Increase executor memory (--executor-memory)
Increase the number of shuffle partitions so each partition is smaller
Reduce the amount of data before shuffling (filter early, project early)

# Increase executor memory and cores
spark-submit \
  --executor-memory 16g \
  --executor-cores 4 \
  --num-executors 20 \
  my_job.py

Caching

Cache DataFrames that you reuse across multiple actions.

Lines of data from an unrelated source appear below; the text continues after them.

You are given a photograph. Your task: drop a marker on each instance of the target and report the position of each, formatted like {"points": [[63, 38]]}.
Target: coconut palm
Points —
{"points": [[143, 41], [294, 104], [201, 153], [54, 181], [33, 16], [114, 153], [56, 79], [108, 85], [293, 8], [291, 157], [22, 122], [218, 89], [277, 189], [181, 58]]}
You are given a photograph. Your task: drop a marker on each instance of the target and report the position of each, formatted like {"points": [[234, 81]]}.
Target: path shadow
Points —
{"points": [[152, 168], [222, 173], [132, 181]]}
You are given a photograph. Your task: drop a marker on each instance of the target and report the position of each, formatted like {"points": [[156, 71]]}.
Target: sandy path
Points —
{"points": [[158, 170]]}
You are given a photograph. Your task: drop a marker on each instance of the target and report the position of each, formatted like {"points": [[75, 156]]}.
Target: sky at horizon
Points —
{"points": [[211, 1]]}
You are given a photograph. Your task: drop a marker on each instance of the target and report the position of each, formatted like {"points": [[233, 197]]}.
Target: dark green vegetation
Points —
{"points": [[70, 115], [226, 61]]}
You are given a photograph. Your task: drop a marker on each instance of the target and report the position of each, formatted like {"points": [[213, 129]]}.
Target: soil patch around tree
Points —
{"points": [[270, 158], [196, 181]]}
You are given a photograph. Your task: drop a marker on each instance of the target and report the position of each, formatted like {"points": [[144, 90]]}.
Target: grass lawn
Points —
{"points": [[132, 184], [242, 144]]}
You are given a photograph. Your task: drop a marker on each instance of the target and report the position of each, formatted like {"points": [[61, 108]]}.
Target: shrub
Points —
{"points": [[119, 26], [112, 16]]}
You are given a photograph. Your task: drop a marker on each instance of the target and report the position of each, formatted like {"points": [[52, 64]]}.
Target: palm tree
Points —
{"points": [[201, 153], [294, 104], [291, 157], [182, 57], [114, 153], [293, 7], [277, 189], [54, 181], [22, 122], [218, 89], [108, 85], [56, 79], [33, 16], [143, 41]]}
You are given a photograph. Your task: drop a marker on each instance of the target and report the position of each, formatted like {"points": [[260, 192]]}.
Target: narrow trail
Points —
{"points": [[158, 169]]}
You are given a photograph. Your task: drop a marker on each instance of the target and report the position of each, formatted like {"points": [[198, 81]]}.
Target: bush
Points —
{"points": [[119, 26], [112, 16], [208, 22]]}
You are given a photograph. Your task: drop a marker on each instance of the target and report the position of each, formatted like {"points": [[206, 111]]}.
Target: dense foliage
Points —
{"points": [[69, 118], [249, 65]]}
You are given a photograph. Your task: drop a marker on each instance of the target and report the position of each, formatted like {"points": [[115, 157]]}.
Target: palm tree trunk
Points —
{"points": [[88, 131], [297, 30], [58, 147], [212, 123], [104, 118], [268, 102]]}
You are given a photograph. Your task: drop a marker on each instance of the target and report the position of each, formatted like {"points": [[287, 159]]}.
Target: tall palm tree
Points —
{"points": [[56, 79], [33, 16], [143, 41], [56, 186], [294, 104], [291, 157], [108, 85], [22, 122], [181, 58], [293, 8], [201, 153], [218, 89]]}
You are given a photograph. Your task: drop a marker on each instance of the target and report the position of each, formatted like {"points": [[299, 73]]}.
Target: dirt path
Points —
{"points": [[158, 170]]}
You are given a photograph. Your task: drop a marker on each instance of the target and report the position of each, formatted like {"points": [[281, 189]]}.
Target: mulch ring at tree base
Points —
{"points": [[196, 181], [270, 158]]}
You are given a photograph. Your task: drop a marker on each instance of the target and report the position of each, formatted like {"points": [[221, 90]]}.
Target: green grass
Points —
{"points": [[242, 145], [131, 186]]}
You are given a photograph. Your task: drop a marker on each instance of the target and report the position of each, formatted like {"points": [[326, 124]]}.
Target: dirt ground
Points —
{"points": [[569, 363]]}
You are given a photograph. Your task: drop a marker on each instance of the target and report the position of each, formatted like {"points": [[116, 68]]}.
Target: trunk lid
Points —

Without caching, Spark recomputes the full lineage each time.

df = spark.read.parquet("s3://bucket/large-dataset/")
df = df.filter(F.col("status") == "active").cache()

# Both of these will reuse the cached result
count = df.count()
summary = df.groupBy("region").agg(F.avg("value"))

Cache strategically:

Cache after expensive transformations, not at the source
Cache only what is reused — caching single-use DataFrames wastes memory
Call .unpersist() when done to free up storage memory

File Format and Compression

Reading and writing efficiently matters as much as the computation itself.

Parquet over CSV or JSON for all batch pipelines. Parquet is columnar — if you only read 5 of 50 columns, it reads only those columns from disk.
Snappy compression is the default for Parquet and strikes the right balance between compression ratio and CPU cost.
Partition pruning requires correct partitioning at write time. If downstream jobs always filter on date, partition by date.

df.write
  .partitionBy("year", "month", "day")
  .parquet("s3://bucket/output/")

The Spark UI Checklist

Before declaring a job “done”, spend a few minutes in the Spark UI:

Jobs / Stages — are there unexpected stages? Long-running stages indicate skew or insufficient partitions.
Task metrics — look for high variance in task duration (skew indicator)
Shuffle Read/Write — large shuffle sizes suggest missing broadcast joins or unnecessary wide operations
Spill — any spill to disk should be investigated and eliminated

Key Takeaways

Target 128–256 MB per partition; always tune spark.sql.shuffle.partitions for your workload
Minimize shuffles; use broadcast joins for small tables and reduceByKey over groupByKey
Enable AQE (spark.sql.adaptive.enabled = true) — it handles many skew and partition problems automatically
Spill to disk is a warning sign; add memory or reduce partition size
Use Parquet with appropriate partitioning; avoid reading more data than necessary
Use the Spark UI — it tells you exactly where your job is spending its time

That wraps up the Spark series. The fundamentals — RDDs, DataFrames, Streaming, and tuning — cover the vast majority of what you will encounter in production data engineering.